Instructor Adrienne Oliver

ENGL 1A

23 October 2020


Constant Moving with a Big Family 


It was 20 years ago when Daneal was 6 yrs old. The heavy snowing covered Paterson city, as it covered the future path to this new immigrant family to the United States. Stranded in snow, little Daneal felt curious but yet afraid. His mother took Daneal and his 2nd oldest sister to move there and left behind his dad, his older brother and sister, and Daneal’s pet dog Max as well. Later on, his older brother and oldest sister would come over but that was many years after. “The first apartment we lived in has three floors, and my mom divided them for different families. The first floor was me and my mom, the second floor lived my cousin and his relatives, the third floor is my aunt from China,” said Daneal. He has a good memory of this period of chaos time. I asked him if his dad came later to take care of the family, he shook his head and didn’t respond for a while. Few blocks away from their first home in the US, Daneal went to a Christian Baptism Academy School. He didn’t stay there for longer and then was transferred to a secular middle school several years later. 


“I missed my life in Jamaica before I came there,” Daneal told me with a gentle look on his face. It was a Thursday afternoon while I was interviewing Daneal and he was working on his artwork in the lab by himself. “ Though I was only 6 years old, I can remember times in my hometown more than ever.” He said and he showed me several pieces of drawings about his childhood. Daneal got a powerful and decisive mother who want to move to somewhere to start a new life with less stress and to somewhere she and her children can achieve their goals and stay safe and happy. The culture of Jamaican is not being so foreign and a good portion of Daneal’s extended family lived there made the reason that Daneal’s mother chooses the United States. Compared to the minorities in Jamaica where there are East Indians, Chinese, Middle Eastern, etc. The diversity of American society left a primary and profound expression to Daneal until now. Used to wander around the town in Jamaica, the strict and regulated society of American turned him into a more disciplined person. From the bottom of his heart, Daneal feels “my general upbringing in America was pretty great.”


As almost every immigrant family does encounter enormous difficulties, Daneal’s family had been through a tough first period of years. “My mom had a fashion design degree in Jamaica but it means nothing much in America.” said him, “so she has to be a nanny for a job to raise us.” Taking care of others’ babies was a laborious and laborsome job.

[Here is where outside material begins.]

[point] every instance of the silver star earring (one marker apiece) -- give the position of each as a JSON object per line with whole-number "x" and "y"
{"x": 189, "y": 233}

As more and more siblings and cousins came to the United States and live with them, this big family had to move every year. They left the third apartment due to the ceaseless rot problem, and Daneal didn’t have his private room in their fourth apartment, etc. The dark and gloomy basement was full of Daneal’s childhood with his brother. In school, little Daneal found he was treated as a minority by his classmates. “Trying to speak American English made my speech very jumbled so I had to take speech therapy classes.” later recalled him. Growing up in Jamaica as a kid, he was familiar with Jamaican patois. Talking to classmates in proper English is an effortful endeavor. As a non-American born minority, I would relate to Daneal in terms of the difficulty of speech. Most of the time, Daneal was surrounded by students and people of diverse backgrounds and most of the people he met starting up in America were immigrants. He told me he never experienced racial or ethnic discrimination from the “expected” group of people, nevertheless, he occasionally felt unwelcomed by other minorities and immigrants as African American.